I guess this is an individual thing because not all people livign with diabetes experience the same exact symptoms.  This may sound crazy to some of you, but, at the present time, my sis is livign with my parents.  (She has some other health probs in addition to diabetes)  Well, my parents went out of town recently for 3 nights, 4 days and asked me to stay there, so my kids and I stayed there....just to be there if my sister needed me.  As I mentioned, she experiences lows that are unlike my son's.  

I know your son wants to stay alone and is 21, so it seems as though you cannot force him to have someone there, however, have you asked him about his friend staying there?

Keep us posted.  (Please let there be a cure before my son is 18!!!)

Warm Regards,
Another protective, concerned mom:)
Avatar universal
I read this topic with great interest. I have never heard that people with type 1 diabetes cannot or should not be left alone.
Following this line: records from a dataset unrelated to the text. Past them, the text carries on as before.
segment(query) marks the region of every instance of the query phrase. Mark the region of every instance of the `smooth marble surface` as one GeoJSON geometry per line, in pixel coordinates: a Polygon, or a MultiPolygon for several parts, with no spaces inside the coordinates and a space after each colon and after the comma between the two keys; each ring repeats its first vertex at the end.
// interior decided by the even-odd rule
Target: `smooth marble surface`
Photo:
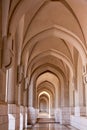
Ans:
{"type": "Polygon", "coordinates": [[[34,126],[24,129],[24,130],[78,130],[69,125],[61,125],[57,123],[43,123],[43,124],[35,124],[34,126]]]}

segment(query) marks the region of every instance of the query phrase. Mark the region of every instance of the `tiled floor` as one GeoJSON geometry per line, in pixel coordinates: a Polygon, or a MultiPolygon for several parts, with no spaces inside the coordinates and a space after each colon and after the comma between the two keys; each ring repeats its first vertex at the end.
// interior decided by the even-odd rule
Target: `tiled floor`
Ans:
{"type": "Polygon", "coordinates": [[[24,130],[78,130],[72,126],[65,126],[65,125],[60,125],[57,123],[51,123],[51,124],[36,124],[33,127],[28,127],[27,129],[24,130]]]}

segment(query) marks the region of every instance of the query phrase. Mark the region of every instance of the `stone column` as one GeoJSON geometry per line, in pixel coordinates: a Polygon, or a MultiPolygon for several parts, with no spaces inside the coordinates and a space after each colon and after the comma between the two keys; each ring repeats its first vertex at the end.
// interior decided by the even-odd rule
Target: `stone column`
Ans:
{"type": "Polygon", "coordinates": [[[28,107],[33,107],[33,82],[30,82],[28,89],[28,107]]]}
{"type": "Polygon", "coordinates": [[[86,116],[87,116],[87,74],[83,77],[85,87],[85,105],[86,105],[86,116]]]}

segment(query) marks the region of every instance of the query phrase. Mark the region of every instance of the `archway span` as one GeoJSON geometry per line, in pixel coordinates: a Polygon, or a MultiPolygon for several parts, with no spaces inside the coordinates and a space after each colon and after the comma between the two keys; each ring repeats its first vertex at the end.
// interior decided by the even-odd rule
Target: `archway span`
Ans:
{"type": "Polygon", "coordinates": [[[28,65],[28,67],[30,66],[33,66],[33,64],[37,63],[38,61],[40,61],[44,56],[54,56],[54,58],[58,58],[58,59],[62,59],[64,61],[64,63],[66,63],[66,65],[69,67],[70,69],[70,74],[71,74],[71,77],[73,77],[73,74],[74,74],[74,67],[73,67],[73,64],[72,62],[70,61],[70,59],[68,57],[66,57],[64,54],[58,52],[58,51],[55,51],[55,50],[48,50],[48,51],[45,51],[44,53],[42,54],[39,54],[38,56],[36,56],[34,59],[32,59],[31,63],[28,65]]]}
{"type": "Polygon", "coordinates": [[[27,41],[26,45],[23,47],[22,56],[24,55],[24,52],[26,50],[29,50],[30,45],[34,46],[34,44],[37,43],[39,40],[45,39],[49,36],[58,37],[64,39],[65,41],[68,41],[72,46],[74,46],[78,50],[78,52],[80,52],[83,64],[87,62],[87,52],[82,41],[75,34],[59,25],[53,25],[52,27],[49,27],[48,29],[43,30],[42,32],[39,32],[38,34],[33,36],[29,41],[27,41]]]}

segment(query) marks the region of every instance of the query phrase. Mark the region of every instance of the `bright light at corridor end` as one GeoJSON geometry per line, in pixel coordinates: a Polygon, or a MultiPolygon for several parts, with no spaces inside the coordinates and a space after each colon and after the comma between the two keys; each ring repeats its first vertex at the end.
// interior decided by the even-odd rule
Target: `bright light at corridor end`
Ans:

I also have a "type 1" 20 year old son who is fiercely independent, and who would be highly offended if he thought that he could not be "left alone". Prior to reading this post, I never thought twice about leaving him at home alone while on short  vacations. Perhaps there is something more that I should be doing. I worry much more when he is out drinking with his friends than when he is at home alone. He was only diagnosed less than a year, and I am still dealing with the shock of it all, but he is determined not to let diabetes dictate his lifestyle.
Avatar universal
I just want to add that as the Mom of a 17 year old (diagnosed at 21 months),going off to college in the fall this topic caught my attention.  My husband and I have brought our daughter up to be a "kid with diabetes", not a "diabetic kid".  She has grown up with diabetes and we have grown with her.  It scares me to death to see her go off and to realize that I won't be there if she needs me.  It's the sleeping issue that really bothers me.  After last summer, I have become more confident in her ability to be OK during the night and realize that being prepared is the key to the being alone/becoming independent scenario.  She went away for 10 days to a University for a medical forum - 8 hours away from home.  She took her alarm clock with her, checked her bg before going to sleep and based on her activity and her bg, set the alarm for 3am and re-checked. Because of her age (16 then), she'd call us before bed with her bg and we'd decide what snack or correction she needed. It really showed us that she could do what we'd been doing for her for all of those years!

It may be very impowering for your son to have this time to himself as long as he is prepared.  Taking control of his disease is a difficult but necessary part of life, and probably more difficult for you.  Let him prove to you that he can do this - you'll feel better after he shows you he can too!